Police in Wilmington, Del., shot wheelchair-bound Jeremy McDole to death yesterday, saying he had a handgun on him when they killed him. Police say they were responding to a call about a man with a possible self-inflicted gunshot wound, but haven't yet released any more information. McDole's uncle says his nephew's death was an "execution." A portion of the incident was caught on cellphone video, which you can watch below:
The Delaware Department of Justice will be investigating the shooting, the standard procedure for police shootings that involve injuries or death. McDole became wheelchair bound after being shot a decade ago, and later spent time in prison, being released a year ago. He lived in a nursing home near the scene of the shooting.
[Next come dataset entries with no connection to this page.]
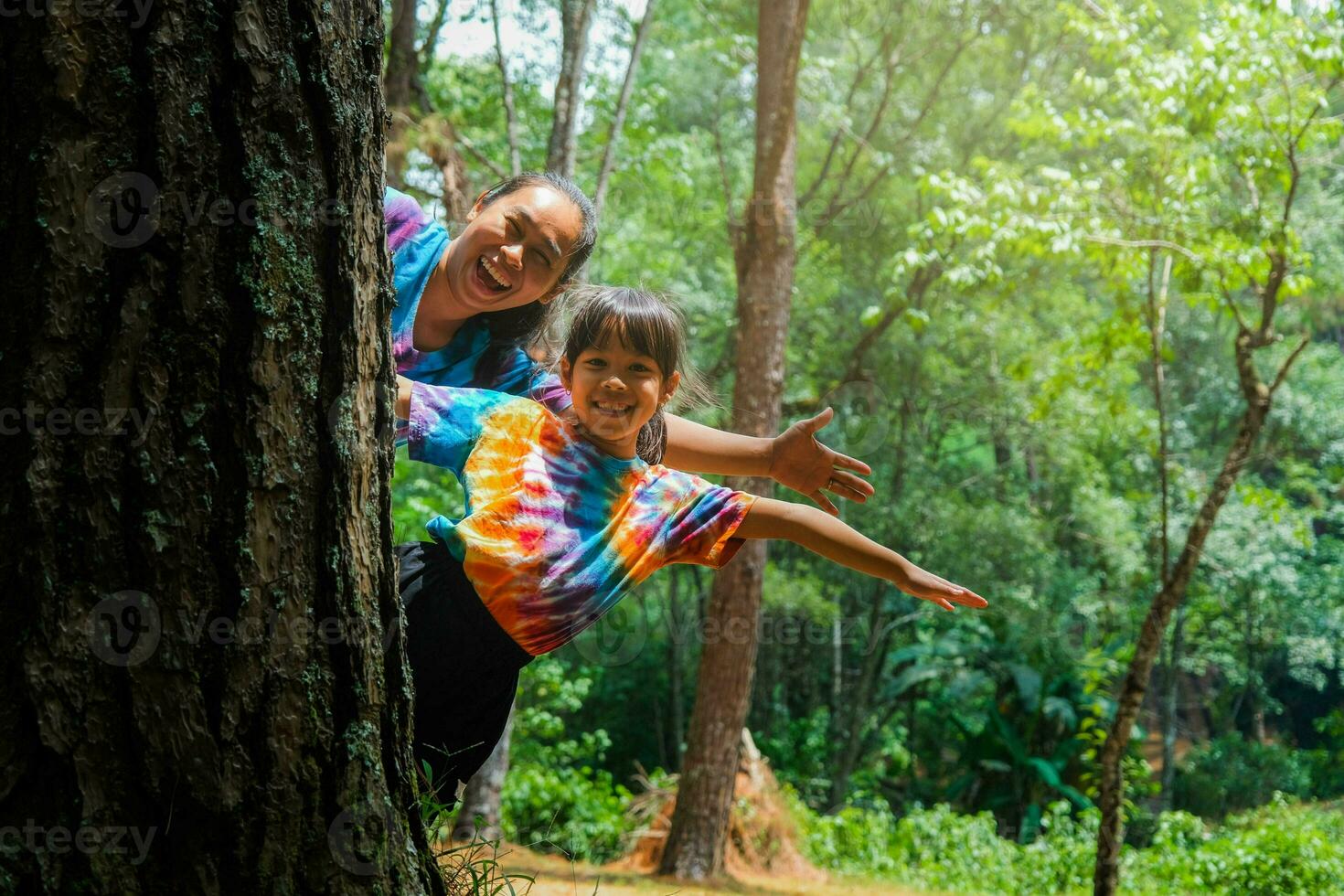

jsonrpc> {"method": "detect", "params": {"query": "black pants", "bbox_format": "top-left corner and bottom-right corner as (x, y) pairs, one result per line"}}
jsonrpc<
(395, 541), (532, 805)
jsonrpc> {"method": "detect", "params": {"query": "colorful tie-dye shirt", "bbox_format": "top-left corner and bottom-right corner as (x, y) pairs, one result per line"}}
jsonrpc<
(383, 187), (570, 411)
(410, 384), (755, 656)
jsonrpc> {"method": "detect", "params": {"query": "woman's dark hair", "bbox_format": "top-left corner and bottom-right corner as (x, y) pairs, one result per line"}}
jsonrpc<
(481, 171), (597, 349)
(563, 286), (712, 464)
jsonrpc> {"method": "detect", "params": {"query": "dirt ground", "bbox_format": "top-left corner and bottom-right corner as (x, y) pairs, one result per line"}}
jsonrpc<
(456, 847), (930, 896)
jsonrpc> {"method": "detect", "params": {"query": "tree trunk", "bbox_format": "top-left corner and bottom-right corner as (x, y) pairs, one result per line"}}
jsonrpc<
(668, 570), (686, 771)
(1093, 330), (1268, 896)
(661, 0), (809, 880)
(592, 0), (657, 220)
(830, 587), (895, 811)
(383, 0), (425, 189)
(1157, 603), (1186, 811)
(546, 0), (595, 177)
(0, 0), (443, 893)
(491, 0), (523, 177)
(453, 704), (517, 842)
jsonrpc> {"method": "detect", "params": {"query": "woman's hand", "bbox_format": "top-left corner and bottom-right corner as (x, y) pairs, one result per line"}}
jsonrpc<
(891, 558), (989, 610)
(392, 376), (411, 421)
(770, 407), (874, 516)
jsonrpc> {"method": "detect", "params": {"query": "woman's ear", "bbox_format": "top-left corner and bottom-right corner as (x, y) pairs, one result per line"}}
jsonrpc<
(658, 371), (681, 407)
(466, 191), (485, 224)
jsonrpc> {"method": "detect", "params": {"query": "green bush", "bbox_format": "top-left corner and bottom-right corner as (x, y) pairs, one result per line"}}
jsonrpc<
(795, 796), (1344, 896)
(1172, 735), (1312, 818)
(500, 764), (633, 864)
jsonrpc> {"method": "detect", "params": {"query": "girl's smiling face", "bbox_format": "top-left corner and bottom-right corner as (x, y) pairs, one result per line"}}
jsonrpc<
(440, 186), (583, 315)
(560, 337), (681, 458)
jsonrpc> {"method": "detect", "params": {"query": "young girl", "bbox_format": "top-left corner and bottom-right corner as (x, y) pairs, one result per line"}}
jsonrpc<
(398, 287), (987, 794)
(383, 172), (872, 513)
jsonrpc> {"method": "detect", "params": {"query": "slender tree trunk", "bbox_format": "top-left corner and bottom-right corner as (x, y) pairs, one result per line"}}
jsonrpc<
(592, 0), (657, 220)
(1093, 322), (1305, 896)
(420, 0), (452, 76)
(546, 0), (595, 177)
(383, 0), (425, 189)
(668, 571), (686, 770)
(491, 0), (523, 177)
(661, 0), (807, 880)
(830, 589), (894, 810)
(0, 0), (443, 895)
(1157, 603), (1186, 811)
(453, 704), (517, 842)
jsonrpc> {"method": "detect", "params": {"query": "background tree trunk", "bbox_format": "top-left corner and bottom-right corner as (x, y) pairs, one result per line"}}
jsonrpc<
(1093, 322), (1305, 896)
(546, 0), (595, 177)
(592, 0), (657, 220)
(383, 0), (425, 189)
(0, 0), (441, 893)
(661, 0), (809, 880)
(453, 704), (517, 842)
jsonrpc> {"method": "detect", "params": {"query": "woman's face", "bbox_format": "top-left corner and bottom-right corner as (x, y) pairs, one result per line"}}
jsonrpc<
(443, 187), (583, 315)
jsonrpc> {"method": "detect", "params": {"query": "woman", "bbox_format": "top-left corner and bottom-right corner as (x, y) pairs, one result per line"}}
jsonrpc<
(383, 172), (872, 513)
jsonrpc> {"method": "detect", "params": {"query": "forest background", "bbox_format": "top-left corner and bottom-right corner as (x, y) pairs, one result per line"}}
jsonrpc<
(386, 0), (1344, 892)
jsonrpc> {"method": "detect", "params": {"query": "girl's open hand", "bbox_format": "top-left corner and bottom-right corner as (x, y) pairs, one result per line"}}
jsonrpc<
(892, 563), (989, 612)
(770, 407), (874, 516)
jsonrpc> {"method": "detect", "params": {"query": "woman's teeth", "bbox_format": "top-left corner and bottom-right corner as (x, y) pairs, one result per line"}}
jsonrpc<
(481, 255), (512, 290)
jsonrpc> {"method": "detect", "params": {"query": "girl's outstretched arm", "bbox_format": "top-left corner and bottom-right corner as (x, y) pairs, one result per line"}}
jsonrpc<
(732, 498), (989, 610)
(663, 407), (872, 513)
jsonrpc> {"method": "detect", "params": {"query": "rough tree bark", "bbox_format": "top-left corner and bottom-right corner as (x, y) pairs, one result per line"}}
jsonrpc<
(0, 0), (441, 893)
(546, 0), (597, 177)
(661, 0), (809, 880)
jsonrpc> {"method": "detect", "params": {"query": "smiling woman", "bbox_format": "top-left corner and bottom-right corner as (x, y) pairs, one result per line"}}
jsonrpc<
(383, 172), (872, 513)
(398, 287), (986, 811)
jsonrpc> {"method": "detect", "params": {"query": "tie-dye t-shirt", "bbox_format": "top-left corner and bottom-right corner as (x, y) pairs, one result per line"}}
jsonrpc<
(410, 384), (755, 656)
(383, 187), (570, 411)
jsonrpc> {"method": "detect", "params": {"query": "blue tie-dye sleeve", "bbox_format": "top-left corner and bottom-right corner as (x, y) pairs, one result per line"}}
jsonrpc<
(657, 467), (755, 570)
(407, 383), (517, 480)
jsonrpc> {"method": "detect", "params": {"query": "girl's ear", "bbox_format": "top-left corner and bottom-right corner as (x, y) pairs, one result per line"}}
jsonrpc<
(658, 371), (681, 407)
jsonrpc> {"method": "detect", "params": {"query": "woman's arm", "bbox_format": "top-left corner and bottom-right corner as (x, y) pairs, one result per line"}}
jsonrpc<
(732, 498), (989, 610)
(663, 407), (874, 513)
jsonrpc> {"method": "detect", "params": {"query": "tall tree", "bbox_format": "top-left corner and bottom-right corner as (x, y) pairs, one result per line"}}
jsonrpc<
(546, 0), (597, 177)
(661, 0), (809, 880)
(383, 0), (427, 188)
(1093, 8), (1344, 896)
(0, 0), (443, 893)
(592, 0), (657, 220)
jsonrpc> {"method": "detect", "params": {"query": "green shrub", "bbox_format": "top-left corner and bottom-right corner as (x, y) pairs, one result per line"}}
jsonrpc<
(500, 763), (633, 864)
(795, 795), (1344, 896)
(1173, 735), (1312, 818)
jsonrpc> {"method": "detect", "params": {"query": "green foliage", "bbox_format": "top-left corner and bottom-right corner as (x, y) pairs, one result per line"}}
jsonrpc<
(394, 0), (1344, 892)
(500, 656), (633, 862)
(795, 799), (1344, 896)
(1175, 735), (1312, 818)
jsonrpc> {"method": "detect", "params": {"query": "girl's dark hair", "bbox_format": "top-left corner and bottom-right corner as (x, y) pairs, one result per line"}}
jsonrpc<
(563, 286), (712, 464)
(481, 171), (597, 350)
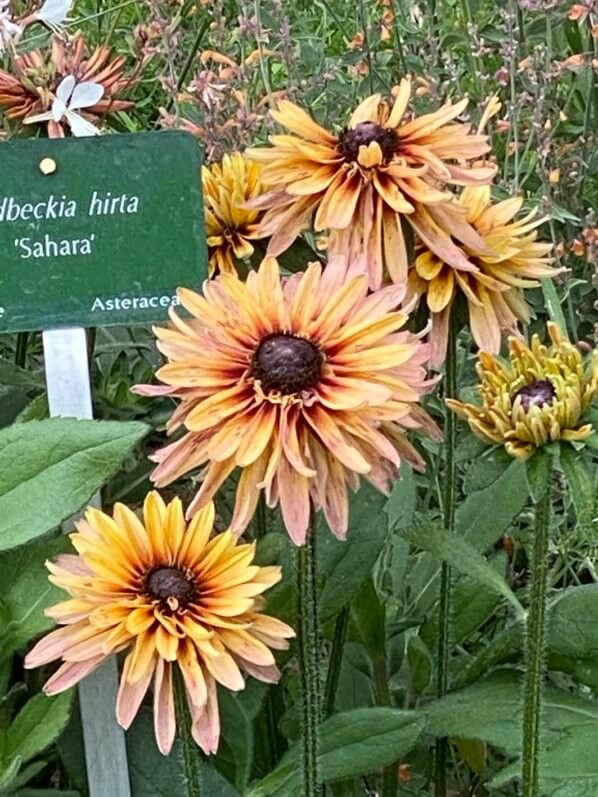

Protesters in December called for an independent agency to review police shootings, saying prosecutors in the attorney general's office were too close to the police departments they were investigating. The attorney general's office described the process this way:
Tim Mullaney, chief of staff for Attorney General Beau Biden, defended the current system, saying it is far more than a cursory review. It is a full investigation, he said, with Department of Justice investigators who have arrest powers and who go to the scene of incidents and sit in on police interviews and create their own independent report.
The investigators are usually from the fraud division of the Attorney General's Office and generally don't have day-to-day interaction with police like employees in the criminal division, said Mullaney, a former U.S. Marshal and Dover Police officer.
Mullaney said if the use of force is justified, he writes up a short, usually two- to three-page public report explaining the finding. If the use of force is not justified, then the officer would be arrested and it would proceed through the criminal justice system like any other case.
An independent agency could be fairer than the attorney general's office, but a discussion about outcomes somewhere between clearing officers and charging them criminally in cases of fatal police shootings that are arrived at systematically would be useful in reducing the fatal use of force as well, by Polmaking it easier to remove problem cops from police forces without the burden of proof, and stakes, of criminal cases.